After finishing the blog post last week about how to work with Liquibase, I decided to find the answer to one of the outstanding questions I had about the tool, which was whether or not it allows you to put DML statements in your changelogs and changesets. I couldn’t find any documentation anywhere online about putting DMLs in changesets, so I had to figure it out myself. Finding the answer to this was much easier than I thought it would be since all it involved was adding a DML statement to a changelog, running the Liquibase update statement, and then seeing what happened.
So do DMLs work in Liquibase changesets?
Yes, they do. To prove it, I opened the existing changelog file that I created for last week’s tutorial and I added a new changeset.
Then I opened the command prompt for Liquibase and ran the normal update statement to get my database aligned with the changelog file.
The update statement completed successfully, which I truly was not expecting. Then I had to go into the database to see if that DML statement was actually executed on the DB or not, and it was!

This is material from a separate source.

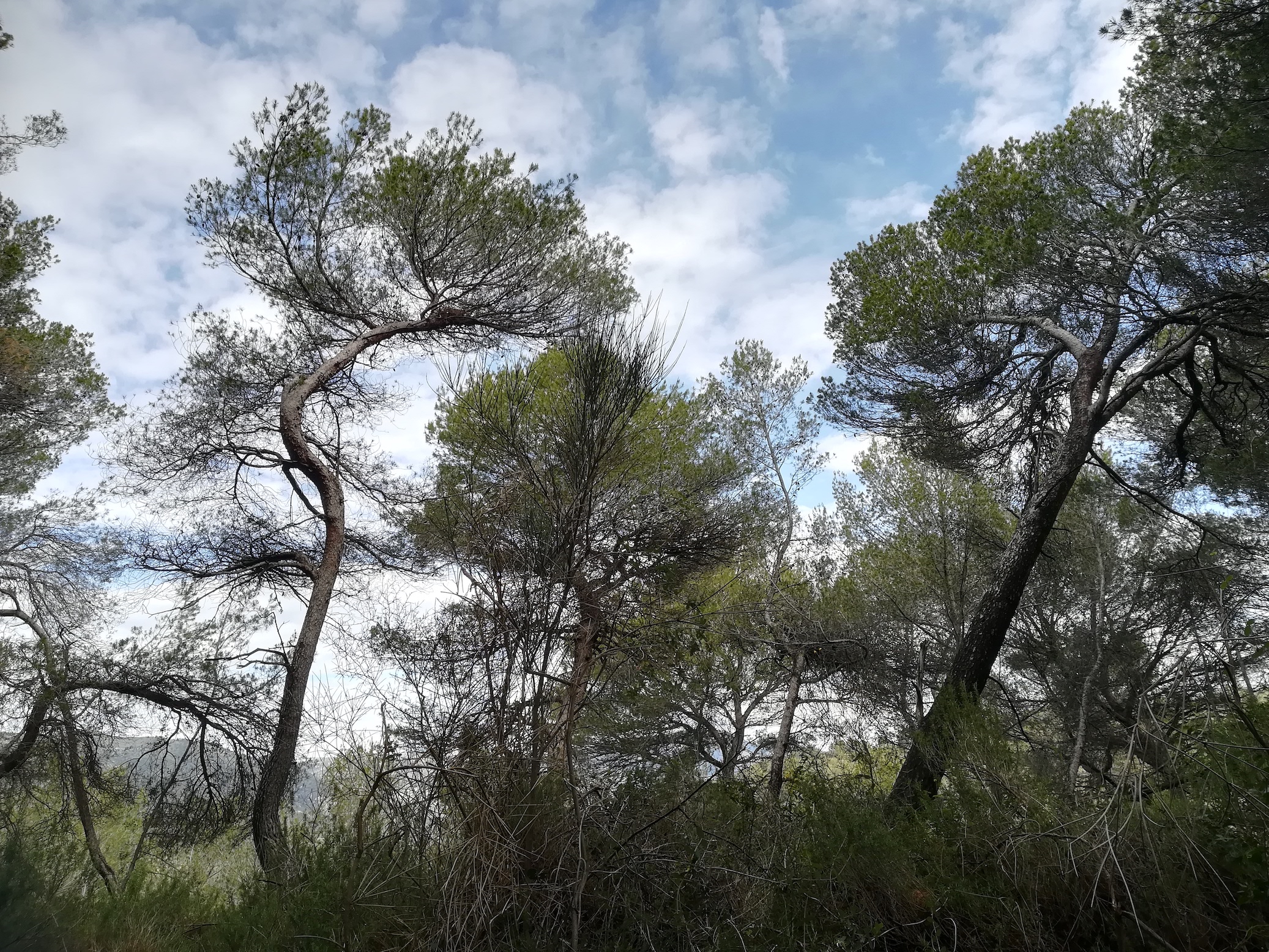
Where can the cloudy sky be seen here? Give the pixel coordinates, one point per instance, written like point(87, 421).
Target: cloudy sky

I was very excited to see that, because it meant that if my team decided to switch to this tool, we could continue deploying DML scripts alongside any DDL scripts they may be associated with.
Summary
Today’s post is short and sweet. I wanted to see if the Liquibase tool had a key feature I was looking for it to have but couldn’t find documentation about. I was thrilled to see that it does work with DMLs. Such a small but important feature.